Are you right or left handed?

Are you interested in a Western handle (e.g., classic Wusthof handle) or Japanese handle?

What length of knife (blade) are you interested in (in inches or millimeters)?

Do you require a stainless knife? (Yes or no)

What is your absolute maximum budget for your knife?



KNIFE USE
Do you primarily intend to use this knife at home or a professional environment?

What are the main tasks you primarily intend to use the knife for (e.g., slicing vegetables, chopping vegetables, mincing vegetables, slicing meats, cutting down poultry, breaking poultry bones, filleting fish, trimming meats, etc.)? (Please identify as many tasks as you would like.)

What knife, if any, are you replacing?

Do you have a particular grip that you primarily use? (Please click on this LINK for the common types of grips.)

What cutting motions do you primarily use? (Please click on this LINK for types of cutting motions and identify the two or three most common cutting motions, in order of most used to least used.)

What improvements do you want from your current knife?
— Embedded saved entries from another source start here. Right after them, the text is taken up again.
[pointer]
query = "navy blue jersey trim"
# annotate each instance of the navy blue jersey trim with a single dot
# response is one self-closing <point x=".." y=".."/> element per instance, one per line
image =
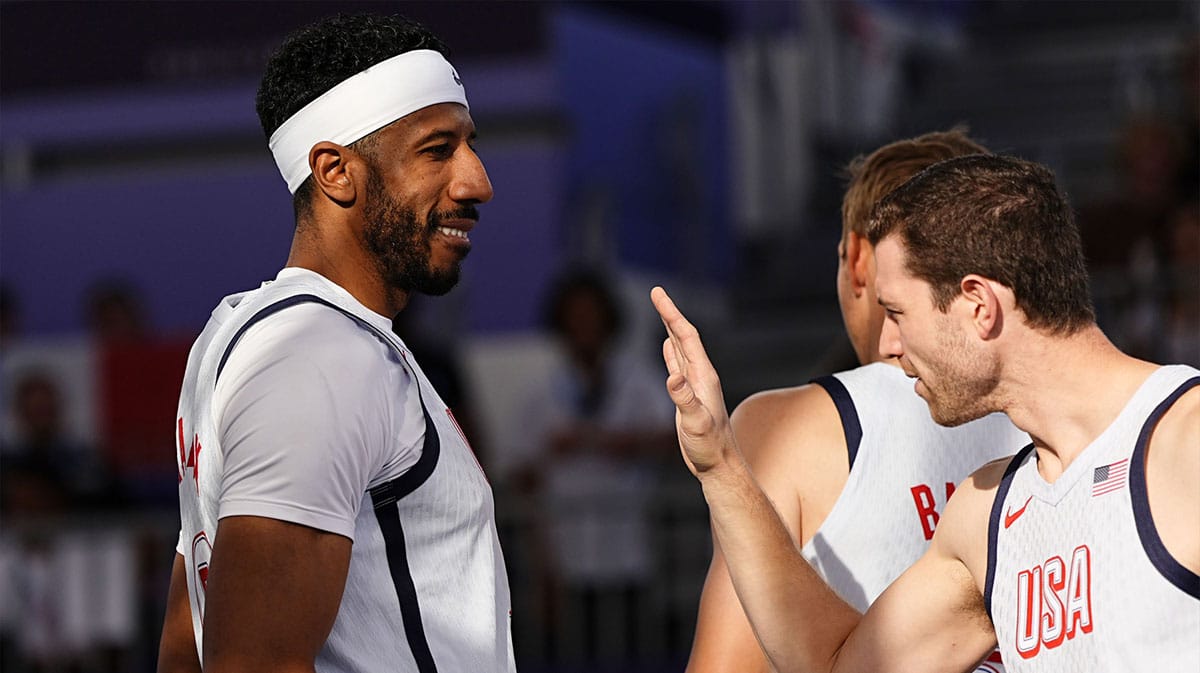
<point x="391" y="491"/>
<point x="383" y="498"/>
<point x="1173" y="570"/>
<point x="997" y="508"/>
<point x="846" y="410"/>
<point x="388" y="515"/>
If you are not replacing a knife, please identify as many characteristics identified below in parentheses that you would like this knife to have.)

Better aesthetics (e.g., a certain type of finish; layered/Damascus or other pattern of steel; different handle color/pattern/shape/wood; better scratch resistance; better stain resistance)?

Comfort (e.g., lighter/heavier knife; better handle material; better handle shape; rounded spine/choil of the knife; improved balance)?

Ease of Use (e.g., ability to use the knife right out of the box; smoother rock chopping, push cutting, or slicing motion; less wedging; better food release; less reactivity with food; easier to sharpen)?

Edge Retention (i.e., length of time you want the edge to last without sharpening)?



KNIFE MAINTENANCE
Do you use a bamboo, wood, rubber, or synthetic cutting board? (Yes or no.)

Do you sharpen your own knives? (Yes or no.)

If not, are you interested in learning how to sharpen your knives? (Yes or no.)

Are you interested in purchasing sharpening products for your knives? (Yes or no.)



SPECIAL REQUESTS/COMMENTS


----------



## supersayan3 (Jun 28, 2016)

Albo17 said:


> this one (A)?
> http://www.cheftalk.com/content/type/61/id/85899/
> 
> or this one (B)?
> ...



Avoid both knives at all costs. 
So wrong German profiles


----------



## LifeByA1000Cuts (Jun 28, 2016)

Because you find the profiles wrong because they are German, or because you think they implement the German profile incompetently?


----------



## supersayan3 (Jun 28, 2016)

I find the concept of the German profile not good enough.
I like French profile.


----------



## ThEoRy (Jun 28, 2016)

LifeByA1000Cuts said:


> Because you find the profiles wrong because they are German, or because you think they implement the German profile incompetently?



I think they have too much belly, not flat enough.


----------